Athletic video technology has caught up with the visual nature of high school students — on the football field at Farragut High School no less.
Preparing to begin its second season using software technology labeled “Hudl Beta Program,” FHS varsity football players and coaches could make adjustments after their offensive or defensive series ended, not having to wait until halftime, with almost instantaneous visual replays that could be categorized and available for players to see along the sideline using iPads.
“One of only 80 high schools selected in the country” by Hudl in 2015 to use this new technology according to the team’s video coordinator, Chase Scott, Farragut finished 11-2 ending with a Class 5A state quarterfinal appearance.
“It was a big help for us looking at things … we were able to make quick adjustments,” Ad-mirals skipper Eddie Court-ney said while crediting Scott for helping FHS acquire Hudl Beta. “You could get it instantly.”
Scott, in the pressbox utilizing Hudl Beta, “Is sitting next to our camera guy with [Hudl Beta] plugged into his laptop, and he’s tagging it as the game goes on,” Geoff Courtney, FHS defensive backs coach, said about making specific plays in a series an instant recall on the sideline.
“We can go back after every series and could see exactly what we thought we were seeing and show the kids and we can absolutely get on the same page,” Geoff Courtney added about using Hudl with his defensive backs on the sideline “while our offense is on the field.”
Players, Geoff Courtney said, “can actually see themselves, there’s a better line of communication that way. They loved it. A lot of times when you’re out there on the field you see so much at once that it’s hard to go back and recall, ‘Well, I think he stepped this way,’ or, ‘I think they blocked down’ or whatever.
“Then you can go back and show them, ‘This is what happened,’” Geoff Courtney added. “‘You’re right, that’s how they did it,’ or, ‘This is how we need to do this better.’”
Many such players, Geoff Courtney said, are visual learners. “For some guys it’s harder” to learn with verbal correction, “They have to see it to learn it.”
The head coach added, “These kids are more visual today. Everybody’s got cell phones and texts.
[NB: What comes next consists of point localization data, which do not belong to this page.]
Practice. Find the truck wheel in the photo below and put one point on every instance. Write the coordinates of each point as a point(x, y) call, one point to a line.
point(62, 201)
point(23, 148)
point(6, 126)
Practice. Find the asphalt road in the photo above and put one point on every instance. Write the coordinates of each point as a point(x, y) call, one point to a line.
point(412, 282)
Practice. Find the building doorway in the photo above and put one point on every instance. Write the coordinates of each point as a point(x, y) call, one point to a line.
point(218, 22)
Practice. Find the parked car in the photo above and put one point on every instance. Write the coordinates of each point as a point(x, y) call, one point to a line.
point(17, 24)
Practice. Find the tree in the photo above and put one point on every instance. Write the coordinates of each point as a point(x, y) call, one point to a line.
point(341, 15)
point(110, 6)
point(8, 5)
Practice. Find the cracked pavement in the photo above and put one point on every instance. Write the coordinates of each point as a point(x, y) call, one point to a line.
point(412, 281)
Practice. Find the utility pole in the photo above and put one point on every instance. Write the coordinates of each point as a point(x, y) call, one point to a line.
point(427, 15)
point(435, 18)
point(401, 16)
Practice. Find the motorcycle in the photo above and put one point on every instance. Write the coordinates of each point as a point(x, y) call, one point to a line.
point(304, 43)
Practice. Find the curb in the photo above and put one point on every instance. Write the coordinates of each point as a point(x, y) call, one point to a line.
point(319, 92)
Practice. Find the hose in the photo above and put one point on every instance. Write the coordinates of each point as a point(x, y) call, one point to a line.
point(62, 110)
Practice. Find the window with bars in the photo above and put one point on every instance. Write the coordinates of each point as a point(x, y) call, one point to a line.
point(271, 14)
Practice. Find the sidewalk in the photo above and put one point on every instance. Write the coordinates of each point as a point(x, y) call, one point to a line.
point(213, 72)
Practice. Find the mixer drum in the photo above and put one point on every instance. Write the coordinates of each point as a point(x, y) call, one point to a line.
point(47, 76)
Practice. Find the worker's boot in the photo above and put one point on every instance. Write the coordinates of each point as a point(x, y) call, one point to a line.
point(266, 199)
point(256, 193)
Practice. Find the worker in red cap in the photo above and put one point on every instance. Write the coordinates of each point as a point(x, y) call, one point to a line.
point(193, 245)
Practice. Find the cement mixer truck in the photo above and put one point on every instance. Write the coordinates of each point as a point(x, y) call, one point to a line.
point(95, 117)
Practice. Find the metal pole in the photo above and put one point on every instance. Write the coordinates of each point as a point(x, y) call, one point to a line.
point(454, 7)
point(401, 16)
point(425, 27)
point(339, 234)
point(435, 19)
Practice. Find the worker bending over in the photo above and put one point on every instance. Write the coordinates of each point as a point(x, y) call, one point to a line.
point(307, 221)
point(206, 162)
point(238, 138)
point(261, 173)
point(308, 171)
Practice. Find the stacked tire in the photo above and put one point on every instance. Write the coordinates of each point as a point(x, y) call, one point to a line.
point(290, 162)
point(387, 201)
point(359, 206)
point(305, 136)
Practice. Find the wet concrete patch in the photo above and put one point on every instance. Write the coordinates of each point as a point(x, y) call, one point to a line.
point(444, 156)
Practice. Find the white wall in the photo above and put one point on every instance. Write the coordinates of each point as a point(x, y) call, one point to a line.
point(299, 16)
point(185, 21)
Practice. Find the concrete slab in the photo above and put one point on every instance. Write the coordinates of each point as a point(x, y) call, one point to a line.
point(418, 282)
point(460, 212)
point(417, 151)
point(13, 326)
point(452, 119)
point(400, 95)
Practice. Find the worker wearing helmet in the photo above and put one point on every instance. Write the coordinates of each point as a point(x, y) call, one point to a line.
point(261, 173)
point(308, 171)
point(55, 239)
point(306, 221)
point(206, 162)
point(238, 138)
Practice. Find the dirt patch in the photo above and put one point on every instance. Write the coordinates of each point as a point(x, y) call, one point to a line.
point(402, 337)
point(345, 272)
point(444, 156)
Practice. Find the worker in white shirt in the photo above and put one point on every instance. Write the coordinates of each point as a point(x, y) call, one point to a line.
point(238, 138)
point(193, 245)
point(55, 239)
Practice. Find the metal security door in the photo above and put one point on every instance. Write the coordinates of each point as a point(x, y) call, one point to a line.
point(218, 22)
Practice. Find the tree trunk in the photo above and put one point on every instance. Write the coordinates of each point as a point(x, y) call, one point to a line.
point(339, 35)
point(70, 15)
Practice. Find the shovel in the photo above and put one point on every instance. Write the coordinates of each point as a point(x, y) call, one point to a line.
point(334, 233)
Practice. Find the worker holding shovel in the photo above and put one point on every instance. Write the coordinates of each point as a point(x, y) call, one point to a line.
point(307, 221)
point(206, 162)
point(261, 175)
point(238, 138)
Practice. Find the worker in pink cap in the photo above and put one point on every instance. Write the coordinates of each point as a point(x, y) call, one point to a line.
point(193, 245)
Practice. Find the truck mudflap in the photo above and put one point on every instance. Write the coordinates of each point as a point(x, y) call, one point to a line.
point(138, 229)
They see things a lot faster and they learn from it quicker that way.”
Another big advantage last year: “I think most school probably didn’t know it was out there,” Geoff Courtney said.
The Hudl Beta program was free last season because FHS “was one of the few teams selected in the country. … We were like their test pilots.
“This was the first year they were trying it,” Geoff Courtney said. This year Hudl Best will cost “about $1,800. Anyone can go and buy it now.”
In April 2015, “We heard that Hudl was introducing a new technology where you could instantly shoot video from a pressbox angle [and have it] down to the sideline after every play,” Scott said.